3 tips for facing a change of seasons with lupus

How I protect against the additional heat and light of spring

Marisa Zeppieri avatar

by Marisa Zeppieri |

Share this article:

Share article via email
Banner for Marisa Zeppieri's column

Ah, the changing seasons. Spring is finally here, and for many people, it’s an exciting time of rejuvenation, of shedding winter coats and embracing the sun’s warmth. But for those of us with chronic illnesses like lupus, each seasonal change can feel like stepping into a battlefield of unpredictable triggers and symptoms.

For me, spring and summer are my two most dreaded seasons. Like clockwork each year, the combination of the blazing sun and the stifling heat cause a flare-up that lasts three to four months. Add in the rebirth of every pollen-producing plant and tree, and it’s a smorgasbord of fun all around!

While I have met a few people with lupus who can enjoy the sun and heat with no backlash, these seem to be two main triggers for most of my lupus brothers and sisters. For many of us, it can feel like that blazing ball of fire in the sky has a personal vendetta against our skin.

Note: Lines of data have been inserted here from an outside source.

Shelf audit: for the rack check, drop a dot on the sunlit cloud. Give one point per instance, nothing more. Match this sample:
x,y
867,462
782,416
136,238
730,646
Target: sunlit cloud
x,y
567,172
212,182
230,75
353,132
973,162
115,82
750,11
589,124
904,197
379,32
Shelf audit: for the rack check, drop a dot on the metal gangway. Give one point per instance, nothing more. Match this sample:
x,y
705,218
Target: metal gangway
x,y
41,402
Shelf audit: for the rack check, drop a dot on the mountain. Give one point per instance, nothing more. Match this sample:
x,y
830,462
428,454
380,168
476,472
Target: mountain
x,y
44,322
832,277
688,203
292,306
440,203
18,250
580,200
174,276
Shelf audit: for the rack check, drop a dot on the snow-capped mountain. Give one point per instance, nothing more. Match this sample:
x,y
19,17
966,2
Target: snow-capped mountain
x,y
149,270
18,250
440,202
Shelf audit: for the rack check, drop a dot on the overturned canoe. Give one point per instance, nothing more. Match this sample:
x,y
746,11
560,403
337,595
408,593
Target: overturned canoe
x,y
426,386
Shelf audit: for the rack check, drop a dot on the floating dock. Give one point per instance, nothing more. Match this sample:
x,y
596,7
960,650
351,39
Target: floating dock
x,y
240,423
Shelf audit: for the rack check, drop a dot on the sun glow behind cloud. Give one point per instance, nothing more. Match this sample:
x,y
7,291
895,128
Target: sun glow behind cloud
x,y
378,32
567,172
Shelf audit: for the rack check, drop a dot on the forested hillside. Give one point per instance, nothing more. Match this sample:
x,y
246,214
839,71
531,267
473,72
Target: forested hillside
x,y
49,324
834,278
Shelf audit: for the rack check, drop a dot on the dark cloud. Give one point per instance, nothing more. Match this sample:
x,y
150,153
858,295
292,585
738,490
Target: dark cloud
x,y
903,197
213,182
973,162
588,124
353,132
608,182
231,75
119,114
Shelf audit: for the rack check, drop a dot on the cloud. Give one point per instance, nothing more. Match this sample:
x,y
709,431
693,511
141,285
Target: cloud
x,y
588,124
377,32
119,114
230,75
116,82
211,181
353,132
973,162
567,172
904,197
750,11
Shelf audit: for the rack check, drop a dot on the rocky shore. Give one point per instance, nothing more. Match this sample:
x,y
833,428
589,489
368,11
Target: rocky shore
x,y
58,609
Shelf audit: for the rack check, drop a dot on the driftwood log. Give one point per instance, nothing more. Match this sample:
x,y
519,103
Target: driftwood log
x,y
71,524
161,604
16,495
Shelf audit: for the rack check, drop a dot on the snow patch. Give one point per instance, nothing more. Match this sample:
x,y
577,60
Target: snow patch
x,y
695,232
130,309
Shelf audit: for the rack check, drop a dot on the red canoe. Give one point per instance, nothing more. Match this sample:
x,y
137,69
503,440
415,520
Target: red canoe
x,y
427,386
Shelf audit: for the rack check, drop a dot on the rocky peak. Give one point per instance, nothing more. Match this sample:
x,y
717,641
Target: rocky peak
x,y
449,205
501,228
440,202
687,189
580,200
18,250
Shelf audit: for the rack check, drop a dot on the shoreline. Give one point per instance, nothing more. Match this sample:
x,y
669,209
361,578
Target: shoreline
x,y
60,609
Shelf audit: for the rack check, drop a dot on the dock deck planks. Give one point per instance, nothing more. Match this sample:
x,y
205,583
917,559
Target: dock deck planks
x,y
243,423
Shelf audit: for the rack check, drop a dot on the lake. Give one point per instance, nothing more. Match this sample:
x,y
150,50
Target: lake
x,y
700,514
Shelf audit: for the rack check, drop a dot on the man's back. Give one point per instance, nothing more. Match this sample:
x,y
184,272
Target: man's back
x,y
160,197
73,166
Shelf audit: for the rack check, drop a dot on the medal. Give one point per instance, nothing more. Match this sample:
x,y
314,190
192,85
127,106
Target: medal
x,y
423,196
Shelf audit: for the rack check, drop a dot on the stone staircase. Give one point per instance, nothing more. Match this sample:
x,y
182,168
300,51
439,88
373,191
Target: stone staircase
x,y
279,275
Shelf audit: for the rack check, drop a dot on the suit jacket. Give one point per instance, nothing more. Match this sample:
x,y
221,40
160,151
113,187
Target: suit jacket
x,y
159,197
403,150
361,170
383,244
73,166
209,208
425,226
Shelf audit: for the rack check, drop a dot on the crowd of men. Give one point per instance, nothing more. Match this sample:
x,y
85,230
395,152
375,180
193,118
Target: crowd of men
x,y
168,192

And while those around me bask in its golden glow, I must seek refuge under layers of sunblock, protective long-sleeved clothing, hats big enough to provide ample shade, and close parking spots that allow me to run into the nearest store as quickly as possible.

Recommended Reading
Main banner for Candace Semien's column

14 ways to rebuild when lupus symptoms bulldoze life

If this sounds like you, I want you to know you’re not alone. In fact, the sun and heat lessen my quality of life so severely that my husband and I moved our entire life from Fort Lauderdale, Florida, to northern New York, near the Canadian border. Ten years in frigid temperatures and snow actually calmed my lupus symptoms down to a level I didn’t think was possible.

Don’t get me wrong, I love looking outside and seeing a sunny, beautiful spring day, but just five minutes under the sun’s rays causes me fevers, mouth and nose sores, the butterfly rash, and, in some cases, a full flare, all within 24 hours of exposure. Because of this, I will take 10-degree temperatures and snow any day of the week.

While many of us may be aware that the sun is a trigger we need to watch out for, it’s not going anywhere, and we still need to live our lives. The following are some tips that worked for me:

1. Look for clothing with UV protection

This type of clothing has a higher UPF, or ultraviolet protection factor, than most regular clothing, offering additional protection from the sun. The Skin Cancer Foundation recommends garments with a UPF of at least 30. Coolibar is one of my favorite UPF clothing brands because it offers colorful, fun options in a variety of sizes.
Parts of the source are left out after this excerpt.